✨ Appendix D — Spark SQL Reference & Exam Caveats
- Based on: Apache Spark SQL & Delta Lake in Fabric (Microsoft Learn)
- 📁 ← Back to Home
Syntax reference for Spark SQL as tested on DP-600. Spark SQL runs in Notebooks and Spark job definitions against Lakehouse Delta tables. The exam tests where Spark SQL applies (vs T-SQL), Delta-specific commands, and the read/write boundaries — not authoring big ETL scripts from scratch.
Table of contents
- 🧭 1 — Where Spark SQL Shows Up in Fabric
- 🏗️ 2 — Creating Tables (Managed vs External)
- 🔺 3 — Delta Lake DML: MERGE, UPDATE, DELETE
- 🧹 4 — Delta Maintenance: OPTIMIZE, VACUUM, Z-ORDER
- 🕰️ 5 — Time Travel
- 👁️ 6 — Views, Temp Views & the
%%sqlMagic - 🔤 7 — Spark SQL vs T-SQL (Key Differences)
- ⚠️ 8 — Spark SQL Exam Traps (Rapid Fire)

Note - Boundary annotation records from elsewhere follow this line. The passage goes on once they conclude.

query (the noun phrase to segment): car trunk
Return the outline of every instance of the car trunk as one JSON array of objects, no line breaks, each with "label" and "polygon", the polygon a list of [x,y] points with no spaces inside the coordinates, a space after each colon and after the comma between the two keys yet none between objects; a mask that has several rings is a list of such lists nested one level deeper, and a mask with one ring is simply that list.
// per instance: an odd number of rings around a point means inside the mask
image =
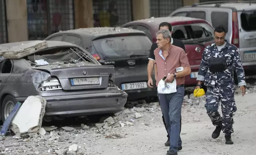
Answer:
[{"label": "car trunk", "polygon": [[93,55],[103,65],[114,66],[115,83],[122,89],[147,89],[151,43],[145,36],[102,38],[93,42]]},{"label": "car trunk", "polygon": [[238,12],[239,49],[243,62],[256,60],[256,9]]},{"label": "car trunk", "polygon": [[108,87],[112,66],[68,66],[48,65],[34,67],[33,69],[50,73],[58,79],[64,90],[104,89]]}]

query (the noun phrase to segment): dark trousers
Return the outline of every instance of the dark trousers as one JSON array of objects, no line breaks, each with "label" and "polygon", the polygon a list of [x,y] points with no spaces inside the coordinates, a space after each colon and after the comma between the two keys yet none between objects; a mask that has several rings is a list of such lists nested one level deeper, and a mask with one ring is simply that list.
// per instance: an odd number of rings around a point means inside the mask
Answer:
[{"label": "dark trousers", "polygon": [[177,92],[171,94],[159,94],[162,113],[170,136],[170,149],[177,151],[181,146],[180,136],[181,107],[184,97],[184,87],[177,87]]},{"label": "dark trousers", "polygon": [[[160,106],[160,102],[159,102],[159,105]],[[165,125],[165,130],[166,130],[166,132],[167,132],[167,137],[168,138],[170,138],[170,136],[168,134],[168,131],[167,130],[167,128],[166,127],[166,123],[165,123],[165,117],[163,117],[163,115],[162,116],[162,118],[163,119],[163,124]],[[180,134],[181,132],[181,116],[180,116]]]}]

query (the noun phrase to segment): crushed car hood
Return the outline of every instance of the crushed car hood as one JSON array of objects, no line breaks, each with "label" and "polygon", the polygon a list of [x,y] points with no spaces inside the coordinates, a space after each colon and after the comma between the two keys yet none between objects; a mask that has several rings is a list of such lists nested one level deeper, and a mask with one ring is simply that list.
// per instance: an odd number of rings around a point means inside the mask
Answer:
[{"label": "crushed car hood", "polygon": [[48,47],[46,41],[32,40],[0,45],[0,56],[19,59]]},{"label": "crushed car hood", "polygon": [[[98,64],[94,64],[91,62],[80,62],[76,63],[64,64],[63,62],[58,63],[54,64],[50,64],[47,65],[33,66],[32,68],[40,70],[50,70],[52,69],[69,67],[79,67],[86,66],[99,66]],[[99,65],[101,66],[101,65]]]}]

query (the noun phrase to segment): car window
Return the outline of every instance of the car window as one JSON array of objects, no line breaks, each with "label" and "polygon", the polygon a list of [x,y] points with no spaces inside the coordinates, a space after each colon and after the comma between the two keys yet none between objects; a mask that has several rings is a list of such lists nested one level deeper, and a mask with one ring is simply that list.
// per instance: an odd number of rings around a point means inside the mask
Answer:
[{"label": "car window", "polygon": [[241,13],[241,25],[245,31],[256,30],[256,10],[244,11]]},{"label": "car window", "polygon": [[175,26],[173,27],[172,37],[180,40],[186,40],[188,38],[187,32],[184,25]]},{"label": "car window", "polygon": [[180,40],[212,37],[214,29],[206,23],[194,23],[173,26],[173,37]]},{"label": "car window", "polygon": [[74,44],[80,45],[81,39],[77,36],[67,35],[64,38],[63,41]]},{"label": "car window", "polygon": [[3,63],[1,70],[1,73],[8,74],[11,73],[12,69],[12,64],[10,59],[6,59]]},{"label": "car window", "polygon": [[187,13],[187,12],[179,12],[173,15],[173,16],[185,17]]},{"label": "car window", "polygon": [[118,36],[93,41],[93,53],[103,60],[130,58],[132,55],[148,56],[152,43],[145,36]]},{"label": "car window", "polygon": [[223,11],[213,11],[211,14],[211,24],[214,28],[216,28],[219,26],[222,25],[225,28],[226,32],[228,32],[229,30],[228,13]]},{"label": "car window", "polygon": [[138,25],[137,26],[137,28],[136,28],[136,29],[138,30],[144,32],[146,34],[146,35],[147,36],[147,38],[149,39],[149,40],[150,40],[151,41],[152,40],[153,38],[152,34],[151,34],[150,30],[146,27],[142,25]]},{"label": "car window", "polygon": [[128,25],[128,26],[124,26],[124,27],[125,27],[126,28],[132,28],[133,27],[133,25]]},{"label": "car window", "polygon": [[60,35],[55,36],[51,38],[48,40],[53,40],[53,41],[61,41],[63,35]]},{"label": "car window", "polygon": [[204,20],[206,19],[206,13],[204,11],[192,11],[188,14],[188,17]]},{"label": "car window", "polygon": [[199,39],[213,36],[214,30],[207,24],[196,24],[191,25],[192,39]]}]

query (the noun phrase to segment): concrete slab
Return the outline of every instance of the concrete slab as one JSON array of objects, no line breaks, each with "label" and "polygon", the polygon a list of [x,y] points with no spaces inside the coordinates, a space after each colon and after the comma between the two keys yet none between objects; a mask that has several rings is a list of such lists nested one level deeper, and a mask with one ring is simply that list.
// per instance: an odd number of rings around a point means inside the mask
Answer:
[{"label": "concrete slab", "polygon": [[46,100],[40,96],[29,96],[12,122],[11,129],[16,134],[38,132],[45,113]]},{"label": "concrete slab", "polygon": [[6,59],[18,59],[48,47],[45,40],[31,40],[25,43],[18,43],[11,47],[5,46],[5,44],[0,45],[0,56]]}]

🧭 1 — Where Spark SQL Shows Up in Fabric
| Surface | Spark SQL? | Notes |
|---|---|---|
| Notebook | ✅ | %%sql magic cell, or spark.sql("...") in Python |
| Spark Job Definition | ✅ | Batch script execution |
| Lakehouse | ✅ | Reads/writes managed & external Delta tables |
| Warehouse | ❌ | Uses T-SQL, not Spark |
| SQL analytics endpoint | ❌ | T-SQL read-only surface over the Lakehouse |
| KQL Database | ❌ | Uses KQL |
Exam Caveat: Spark SQL writes to the Lakehouse (unlike the read-only SQL analytics endpoint). If a scenario needs to transform and persist Lakehouse Delta tables, the answer is a Notebook (Spark SQL / PySpark) or a Dataflow — not the SQL endpoint. See Appendix C — SQL for the T-SQL side.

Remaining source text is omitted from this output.